Histoire des ducs de Normandie, suivie de: Vie de Guillaume le Conquérant
Part 12
TOUSTAIN surnommé Guz, fils d’Ansfroi le Danois, et qui était alors gouverneur d’Exmes, voyant que [p. 174] le jeune duc avait fait quelques concessions au roi, et qu’il commençait à courber la tête sous l’oppression royale, comme un homme vaincu, enflammé lui-même d’une ardeur d’infidélité, prit à sa solde des chevaliers du roi, et les appela auprès de lui comme ses complices, pour renforcer le château de Falaise, et n’être pas tenu de prêter ses services au duc.

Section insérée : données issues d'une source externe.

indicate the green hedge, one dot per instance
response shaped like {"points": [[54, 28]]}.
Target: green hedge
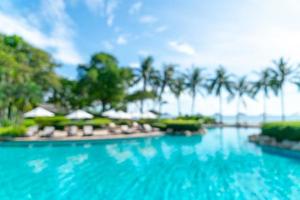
{"points": [[12, 131], [282, 130], [59, 122], [182, 125], [201, 118], [97, 122]]}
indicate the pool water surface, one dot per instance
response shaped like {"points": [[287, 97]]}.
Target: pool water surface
{"points": [[219, 165]]}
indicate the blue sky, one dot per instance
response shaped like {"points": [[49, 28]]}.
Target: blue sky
{"points": [[244, 35]]}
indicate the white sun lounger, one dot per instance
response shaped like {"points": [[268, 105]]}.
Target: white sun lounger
{"points": [[48, 131], [32, 130], [147, 128], [87, 130], [73, 130]]}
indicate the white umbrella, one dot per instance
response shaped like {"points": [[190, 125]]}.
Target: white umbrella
{"points": [[123, 115], [110, 114], [79, 114], [136, 115], [38, 112], [148, 115]]}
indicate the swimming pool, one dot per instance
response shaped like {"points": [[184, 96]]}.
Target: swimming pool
{"points": [[219, 165]]}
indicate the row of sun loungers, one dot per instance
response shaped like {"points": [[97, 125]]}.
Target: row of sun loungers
{"points": [[48, 131]]}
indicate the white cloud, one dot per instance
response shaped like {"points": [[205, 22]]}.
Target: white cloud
{"points": [[111, 5], [59, 40], [148, 19], [144, 53], [95, 5], [161, 29], [108, 45], [135, 8], [105, 8], [181, 47], [121, 40], [134, 64]]}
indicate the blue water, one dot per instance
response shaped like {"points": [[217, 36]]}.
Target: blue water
{"points": [[219, 165]]}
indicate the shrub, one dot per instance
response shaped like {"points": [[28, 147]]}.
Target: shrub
{"points": [[29, 122], [98, 122], [282, 130], [123, 122], [57, 121], [12, 131], [204, 119]]}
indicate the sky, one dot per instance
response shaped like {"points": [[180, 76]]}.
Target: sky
{"points": [[244, 36]]}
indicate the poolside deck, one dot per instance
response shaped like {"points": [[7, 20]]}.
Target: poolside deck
{"points": [[61, 136]]}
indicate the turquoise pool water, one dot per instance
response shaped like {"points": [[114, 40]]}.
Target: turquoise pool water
{"points": [[219, 165]]}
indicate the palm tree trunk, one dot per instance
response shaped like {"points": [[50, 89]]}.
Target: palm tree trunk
{"points": [[238, 111], [193, 104], [282, 105], [221, 108], [264, 108], [178, 106], [142, 100]]}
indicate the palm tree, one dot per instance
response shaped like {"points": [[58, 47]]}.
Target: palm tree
{"points": [[281, 75], [265, 83], [195, 83], [218, 84], [165, 79], [144, 74], [177, 86], [241, 89]]}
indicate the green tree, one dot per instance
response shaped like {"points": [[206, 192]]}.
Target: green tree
{"points": [[195, 84], [264, 84], [166, 78], [241, 89], [102, 80], [144, 76], [26, 73], [221, 82], [281, 75], [178, 86]]}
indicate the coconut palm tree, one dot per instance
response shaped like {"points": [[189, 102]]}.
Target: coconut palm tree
{"points": [[219, 83], [281, 75], [177, 86], [143, 75], [166, 78], [265, 83], [241, 89], [195, 83]]}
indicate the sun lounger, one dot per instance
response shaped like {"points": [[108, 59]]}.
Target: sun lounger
{"points": [[48, 131], [32, 130], [125, 129], [87, 130], [112, 128], [73, 130], [147, 128]]}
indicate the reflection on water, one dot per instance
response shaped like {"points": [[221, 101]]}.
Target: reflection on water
{"points": [[219, 165]]}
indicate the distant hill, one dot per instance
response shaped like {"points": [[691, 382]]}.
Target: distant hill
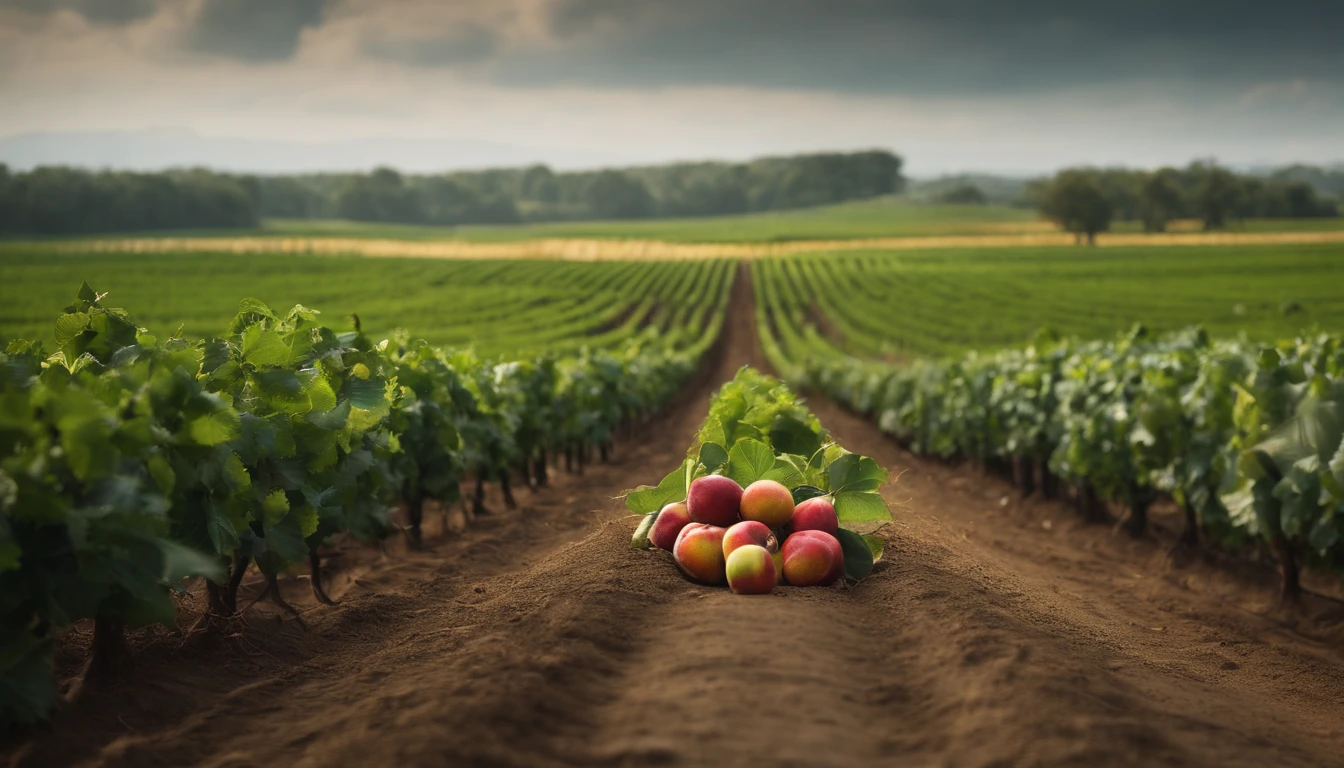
{"points": [[997, 190]]}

Dès qu’il fut informé des intentions de cet esprit malveillant, le duc rassembla de tous côtés les légions de Normands, et alla assiéger le château. Raoul de Vacé était à cette époque chef des chevaliers, et soutenait son duc de toutes ses forces. Les chevaliers s’étant donc réunis, combattirent devant Falaise avec un si grand courage qu’ils renversèrent en un moment une portion de la muraille; et si la nuit n’était venue interrompre cette attaque, il n’est pas douteux qu’ils ne fussent entièrement parvenus au but de leurs efforts. Toustain considérant alors qu’il ne lui serait pas possible de résister plus long-temps à tant d’ennemis, demanda au duc la faculté de se retirer, et prenant la fuite, s’exila de son pays. Après cela Richard, fils de Toustain, servit très-bien le duc, réconcilia son père avec lui, et acquit lui-même beaucoup plus de biens que son père n’en avait perdu.
[p. 175] CHAPITRE VII.
Comment Robert l’archevêque eut pour successeur Manger, fils de Richard II, et de sa seconde femme Popa. — De Guillaume d’Arques.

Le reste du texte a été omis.